Auf den ersten Blick hielt er sie für seinesgleichen. Aber schon bald erkannte er, dass diese Menschen ihm nicht glichen. Anfangs kam ihm der Verdacht nicht wegen der Gesichtszüge, sondern wegen des komplizierten Musters von Bart und Gesichtsbehaarung bei dem Mann und wegen der dicken, weichen Mähne rund um das Gesicht der Frau, das ihre Wangen, das fliehende Kinn und die niedrige Stirn freiließ, sich aber über die Augenbrauen hinweg von einer Schläfe zur anderen zog. Die Augen unter ihren buschigen Brauen waren sanft und dunkelbraun, ja sogar fast schwarz, und ihre Haut olivfarben. Die Finger waren grau, rosa und voller Schwielen. Beide hatten breite, dicke Nasen.

Das sind keine Menschen wie ich, dachte Mitch, aber ich kenne sie.

Die beiden lächelten. Die Frau bückte sich und hob ein wenig Schnee auf. Verstohlen knabberte sie daran, aber als der Mann gerade einmal nicht hinsah, formte sie ihn schnell zu einem harten Ball und warf ihn ihrem Begleiter an den Kopf.
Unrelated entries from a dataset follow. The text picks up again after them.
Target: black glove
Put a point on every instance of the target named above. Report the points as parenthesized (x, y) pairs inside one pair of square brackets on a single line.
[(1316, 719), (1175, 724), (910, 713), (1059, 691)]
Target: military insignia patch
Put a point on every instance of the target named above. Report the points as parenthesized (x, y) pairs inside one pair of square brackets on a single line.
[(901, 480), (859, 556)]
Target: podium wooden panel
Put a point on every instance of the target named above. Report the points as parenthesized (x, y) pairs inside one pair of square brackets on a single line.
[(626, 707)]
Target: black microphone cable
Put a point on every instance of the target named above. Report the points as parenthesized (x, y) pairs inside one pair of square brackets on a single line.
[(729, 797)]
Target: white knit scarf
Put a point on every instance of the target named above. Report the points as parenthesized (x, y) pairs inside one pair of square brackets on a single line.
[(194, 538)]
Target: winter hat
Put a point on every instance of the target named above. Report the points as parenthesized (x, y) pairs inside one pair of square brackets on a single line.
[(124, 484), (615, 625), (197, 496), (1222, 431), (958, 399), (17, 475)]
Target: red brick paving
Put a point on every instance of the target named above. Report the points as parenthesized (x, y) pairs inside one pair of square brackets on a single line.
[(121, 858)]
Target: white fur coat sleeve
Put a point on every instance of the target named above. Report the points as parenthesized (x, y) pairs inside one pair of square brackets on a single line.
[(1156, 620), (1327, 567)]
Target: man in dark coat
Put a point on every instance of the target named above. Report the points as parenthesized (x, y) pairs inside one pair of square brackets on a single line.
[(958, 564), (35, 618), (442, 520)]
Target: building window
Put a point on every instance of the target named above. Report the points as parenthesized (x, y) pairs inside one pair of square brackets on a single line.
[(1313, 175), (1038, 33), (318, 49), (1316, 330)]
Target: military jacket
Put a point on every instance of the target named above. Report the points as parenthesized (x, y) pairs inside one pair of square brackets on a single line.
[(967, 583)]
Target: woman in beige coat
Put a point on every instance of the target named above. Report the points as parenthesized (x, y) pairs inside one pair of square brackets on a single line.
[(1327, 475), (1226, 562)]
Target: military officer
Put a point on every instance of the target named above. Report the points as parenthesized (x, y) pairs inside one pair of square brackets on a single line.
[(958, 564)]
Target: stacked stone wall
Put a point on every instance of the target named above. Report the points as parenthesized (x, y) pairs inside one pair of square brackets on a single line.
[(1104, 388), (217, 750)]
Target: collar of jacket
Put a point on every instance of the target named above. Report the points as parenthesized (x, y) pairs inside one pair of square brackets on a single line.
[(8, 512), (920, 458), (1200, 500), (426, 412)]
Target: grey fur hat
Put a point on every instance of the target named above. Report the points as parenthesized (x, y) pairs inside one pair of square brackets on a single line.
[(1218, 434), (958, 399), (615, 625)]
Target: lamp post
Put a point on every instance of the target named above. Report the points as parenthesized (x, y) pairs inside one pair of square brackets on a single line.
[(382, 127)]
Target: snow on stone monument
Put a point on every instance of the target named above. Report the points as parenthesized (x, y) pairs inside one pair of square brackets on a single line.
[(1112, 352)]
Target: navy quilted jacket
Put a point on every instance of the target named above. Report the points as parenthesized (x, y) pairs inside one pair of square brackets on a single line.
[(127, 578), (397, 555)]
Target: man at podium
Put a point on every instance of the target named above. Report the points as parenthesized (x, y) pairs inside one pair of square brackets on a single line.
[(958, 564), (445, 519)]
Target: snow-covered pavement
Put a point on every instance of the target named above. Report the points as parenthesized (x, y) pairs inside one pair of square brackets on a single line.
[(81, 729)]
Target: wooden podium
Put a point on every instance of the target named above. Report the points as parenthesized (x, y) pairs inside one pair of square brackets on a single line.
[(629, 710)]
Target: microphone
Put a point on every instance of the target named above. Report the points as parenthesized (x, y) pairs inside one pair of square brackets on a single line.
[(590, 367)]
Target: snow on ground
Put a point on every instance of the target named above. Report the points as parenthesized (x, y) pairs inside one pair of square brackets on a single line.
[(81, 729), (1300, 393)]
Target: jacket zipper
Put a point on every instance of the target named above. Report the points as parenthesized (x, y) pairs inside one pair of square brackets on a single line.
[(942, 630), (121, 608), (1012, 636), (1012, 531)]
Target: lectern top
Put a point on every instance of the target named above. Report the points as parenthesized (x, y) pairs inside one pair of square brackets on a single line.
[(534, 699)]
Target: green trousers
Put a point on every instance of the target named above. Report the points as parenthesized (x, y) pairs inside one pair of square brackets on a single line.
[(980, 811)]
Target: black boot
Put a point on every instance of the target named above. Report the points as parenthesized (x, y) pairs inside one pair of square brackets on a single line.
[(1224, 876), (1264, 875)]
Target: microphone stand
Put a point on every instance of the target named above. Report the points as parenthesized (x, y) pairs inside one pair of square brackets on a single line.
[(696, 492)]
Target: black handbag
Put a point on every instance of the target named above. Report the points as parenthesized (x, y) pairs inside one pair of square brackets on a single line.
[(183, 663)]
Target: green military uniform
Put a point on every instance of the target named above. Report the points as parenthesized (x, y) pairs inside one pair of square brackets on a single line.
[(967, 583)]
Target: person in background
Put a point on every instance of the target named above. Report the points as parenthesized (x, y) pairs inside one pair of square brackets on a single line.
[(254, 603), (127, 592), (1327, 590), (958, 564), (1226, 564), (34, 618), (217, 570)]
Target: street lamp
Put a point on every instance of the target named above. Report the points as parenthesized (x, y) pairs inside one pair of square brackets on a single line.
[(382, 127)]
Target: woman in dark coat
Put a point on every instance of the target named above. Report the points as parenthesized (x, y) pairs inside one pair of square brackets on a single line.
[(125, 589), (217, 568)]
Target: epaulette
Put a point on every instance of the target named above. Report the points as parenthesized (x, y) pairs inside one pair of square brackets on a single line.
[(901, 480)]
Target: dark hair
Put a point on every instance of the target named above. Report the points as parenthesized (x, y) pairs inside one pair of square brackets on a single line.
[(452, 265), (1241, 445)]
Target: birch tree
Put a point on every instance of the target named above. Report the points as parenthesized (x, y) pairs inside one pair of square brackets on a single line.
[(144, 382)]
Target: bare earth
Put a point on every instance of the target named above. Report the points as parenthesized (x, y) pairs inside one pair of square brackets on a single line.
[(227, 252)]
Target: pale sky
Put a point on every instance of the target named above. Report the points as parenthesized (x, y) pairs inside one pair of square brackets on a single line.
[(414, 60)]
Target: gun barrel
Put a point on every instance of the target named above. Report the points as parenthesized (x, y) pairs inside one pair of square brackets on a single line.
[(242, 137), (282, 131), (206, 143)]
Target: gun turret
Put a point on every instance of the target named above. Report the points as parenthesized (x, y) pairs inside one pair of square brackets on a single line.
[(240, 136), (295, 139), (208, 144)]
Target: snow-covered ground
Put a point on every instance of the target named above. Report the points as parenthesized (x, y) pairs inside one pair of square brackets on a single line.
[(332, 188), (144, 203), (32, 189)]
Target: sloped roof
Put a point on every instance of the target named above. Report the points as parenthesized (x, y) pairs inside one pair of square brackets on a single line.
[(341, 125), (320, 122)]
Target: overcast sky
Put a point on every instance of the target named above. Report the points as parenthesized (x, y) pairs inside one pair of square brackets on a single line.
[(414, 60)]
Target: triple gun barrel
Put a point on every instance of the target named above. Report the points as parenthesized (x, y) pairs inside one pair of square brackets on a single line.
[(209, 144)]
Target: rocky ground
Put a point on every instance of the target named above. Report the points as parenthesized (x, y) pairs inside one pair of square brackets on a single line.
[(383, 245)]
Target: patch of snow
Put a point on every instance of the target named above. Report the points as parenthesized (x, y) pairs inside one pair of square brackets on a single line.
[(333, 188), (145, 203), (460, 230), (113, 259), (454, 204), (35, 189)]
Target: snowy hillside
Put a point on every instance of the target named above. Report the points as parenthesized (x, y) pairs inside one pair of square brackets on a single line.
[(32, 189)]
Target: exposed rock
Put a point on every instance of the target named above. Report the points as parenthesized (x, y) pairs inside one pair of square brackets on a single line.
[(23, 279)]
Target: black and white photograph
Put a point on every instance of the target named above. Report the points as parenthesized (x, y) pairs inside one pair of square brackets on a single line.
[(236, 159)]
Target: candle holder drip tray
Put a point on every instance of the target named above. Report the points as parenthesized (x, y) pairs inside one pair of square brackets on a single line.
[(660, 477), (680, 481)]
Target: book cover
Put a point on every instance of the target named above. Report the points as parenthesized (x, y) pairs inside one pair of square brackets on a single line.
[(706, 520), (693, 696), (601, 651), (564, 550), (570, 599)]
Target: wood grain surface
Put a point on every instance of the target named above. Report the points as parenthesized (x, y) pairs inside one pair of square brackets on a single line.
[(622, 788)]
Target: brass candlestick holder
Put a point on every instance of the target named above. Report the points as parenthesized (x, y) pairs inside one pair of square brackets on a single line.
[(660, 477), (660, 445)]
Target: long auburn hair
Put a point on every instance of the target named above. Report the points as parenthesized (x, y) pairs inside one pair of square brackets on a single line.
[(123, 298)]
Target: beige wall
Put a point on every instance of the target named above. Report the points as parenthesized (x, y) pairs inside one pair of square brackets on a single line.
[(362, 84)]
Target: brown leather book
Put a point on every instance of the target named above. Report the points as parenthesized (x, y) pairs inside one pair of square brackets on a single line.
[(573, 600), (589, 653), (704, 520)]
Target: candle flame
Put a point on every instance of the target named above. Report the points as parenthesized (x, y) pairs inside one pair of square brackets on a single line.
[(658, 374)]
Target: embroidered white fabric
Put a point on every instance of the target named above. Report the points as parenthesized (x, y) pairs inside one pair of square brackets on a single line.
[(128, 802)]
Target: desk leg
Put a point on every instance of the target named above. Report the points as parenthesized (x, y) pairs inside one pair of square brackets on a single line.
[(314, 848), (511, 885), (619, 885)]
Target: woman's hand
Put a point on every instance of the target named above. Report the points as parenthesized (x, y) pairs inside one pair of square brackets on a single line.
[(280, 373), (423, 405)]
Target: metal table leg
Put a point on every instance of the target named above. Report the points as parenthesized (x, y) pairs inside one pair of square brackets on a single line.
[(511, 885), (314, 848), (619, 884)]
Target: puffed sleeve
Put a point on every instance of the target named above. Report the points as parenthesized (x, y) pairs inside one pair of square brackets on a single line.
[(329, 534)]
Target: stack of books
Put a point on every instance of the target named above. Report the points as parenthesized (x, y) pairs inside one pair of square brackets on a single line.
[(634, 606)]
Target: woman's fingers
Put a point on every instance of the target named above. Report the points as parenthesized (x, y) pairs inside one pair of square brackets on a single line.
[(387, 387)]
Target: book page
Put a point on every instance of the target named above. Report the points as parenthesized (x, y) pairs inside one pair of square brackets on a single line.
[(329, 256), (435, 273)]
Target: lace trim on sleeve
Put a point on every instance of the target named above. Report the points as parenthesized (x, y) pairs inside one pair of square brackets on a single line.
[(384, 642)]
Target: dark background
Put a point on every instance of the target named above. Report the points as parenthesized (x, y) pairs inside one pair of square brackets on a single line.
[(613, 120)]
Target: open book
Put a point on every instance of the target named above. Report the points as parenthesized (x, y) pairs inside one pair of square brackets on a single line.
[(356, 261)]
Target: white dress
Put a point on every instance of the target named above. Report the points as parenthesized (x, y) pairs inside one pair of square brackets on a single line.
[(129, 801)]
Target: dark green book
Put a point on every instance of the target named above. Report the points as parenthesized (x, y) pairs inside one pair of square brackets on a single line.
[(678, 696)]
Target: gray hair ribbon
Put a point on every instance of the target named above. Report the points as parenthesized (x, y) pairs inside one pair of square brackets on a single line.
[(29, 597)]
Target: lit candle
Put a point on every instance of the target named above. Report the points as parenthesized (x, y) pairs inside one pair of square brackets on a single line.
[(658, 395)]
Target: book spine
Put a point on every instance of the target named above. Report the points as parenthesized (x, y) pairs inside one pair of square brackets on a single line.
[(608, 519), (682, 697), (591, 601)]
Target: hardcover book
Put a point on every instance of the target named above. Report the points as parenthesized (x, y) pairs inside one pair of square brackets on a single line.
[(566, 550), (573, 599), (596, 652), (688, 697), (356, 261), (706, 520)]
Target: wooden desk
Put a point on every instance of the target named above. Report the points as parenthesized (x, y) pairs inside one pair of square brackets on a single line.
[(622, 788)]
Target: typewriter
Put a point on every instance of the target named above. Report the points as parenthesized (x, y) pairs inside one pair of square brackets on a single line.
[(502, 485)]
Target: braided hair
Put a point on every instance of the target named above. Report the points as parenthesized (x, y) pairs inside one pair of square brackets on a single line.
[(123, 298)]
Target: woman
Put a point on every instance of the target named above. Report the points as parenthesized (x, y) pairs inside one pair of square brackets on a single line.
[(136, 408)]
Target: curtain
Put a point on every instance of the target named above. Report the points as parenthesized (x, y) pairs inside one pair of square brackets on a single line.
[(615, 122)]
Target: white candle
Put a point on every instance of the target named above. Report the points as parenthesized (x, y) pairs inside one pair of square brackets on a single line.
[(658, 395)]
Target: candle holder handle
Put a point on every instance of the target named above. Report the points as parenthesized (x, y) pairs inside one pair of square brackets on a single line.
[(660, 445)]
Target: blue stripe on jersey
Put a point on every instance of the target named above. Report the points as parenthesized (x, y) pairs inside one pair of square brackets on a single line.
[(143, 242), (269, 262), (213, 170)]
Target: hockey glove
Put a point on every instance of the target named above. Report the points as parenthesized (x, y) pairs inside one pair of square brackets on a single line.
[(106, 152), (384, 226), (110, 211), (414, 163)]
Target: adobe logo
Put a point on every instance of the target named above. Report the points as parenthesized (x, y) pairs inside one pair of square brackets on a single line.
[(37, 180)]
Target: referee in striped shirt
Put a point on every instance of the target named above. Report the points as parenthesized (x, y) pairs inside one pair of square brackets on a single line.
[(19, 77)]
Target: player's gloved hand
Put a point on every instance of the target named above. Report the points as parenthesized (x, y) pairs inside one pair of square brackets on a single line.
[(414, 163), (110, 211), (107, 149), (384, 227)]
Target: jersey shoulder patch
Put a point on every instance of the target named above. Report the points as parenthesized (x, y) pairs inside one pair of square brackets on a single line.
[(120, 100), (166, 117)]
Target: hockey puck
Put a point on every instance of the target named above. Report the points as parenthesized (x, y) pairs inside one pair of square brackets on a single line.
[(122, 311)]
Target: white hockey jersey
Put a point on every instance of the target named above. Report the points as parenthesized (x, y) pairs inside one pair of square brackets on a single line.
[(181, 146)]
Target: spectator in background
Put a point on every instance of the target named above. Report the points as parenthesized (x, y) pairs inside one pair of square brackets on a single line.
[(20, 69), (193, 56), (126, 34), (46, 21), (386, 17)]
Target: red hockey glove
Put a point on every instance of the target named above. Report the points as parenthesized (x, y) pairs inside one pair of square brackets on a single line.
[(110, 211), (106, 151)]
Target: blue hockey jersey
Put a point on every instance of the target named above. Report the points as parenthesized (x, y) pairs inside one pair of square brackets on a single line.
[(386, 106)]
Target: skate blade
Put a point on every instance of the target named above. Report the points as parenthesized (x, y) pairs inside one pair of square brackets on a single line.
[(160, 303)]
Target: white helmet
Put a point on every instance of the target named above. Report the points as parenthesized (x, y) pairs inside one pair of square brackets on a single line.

Der Getroffene geriet durch den Stoß ins Taumeln und schrie mit heller, glockenreiner Stimme, die fast wie die eines Beagle klang. Die Frau tat, als wollte sie sich ducken, aber dann lief sie weg, und der Mann rannte hinter ihr her. Er zog sie trotz ihres wiederholten, unterwürfigen Grunzens zu Boden, trat dann einen Schritt zurück, hob die Arme zum Himmel und überhäufte sie mit lauten Worten. Aber obwohl seine Stimme einen tiefen, grollenden Tonfall hatte, schien sie nicht sonderlich beeindruckt. Sie wedelte mit den Händen in seiner Richtung und schürzte die Lippen, wobei sie laute Schmatzgeräusche von sich gab.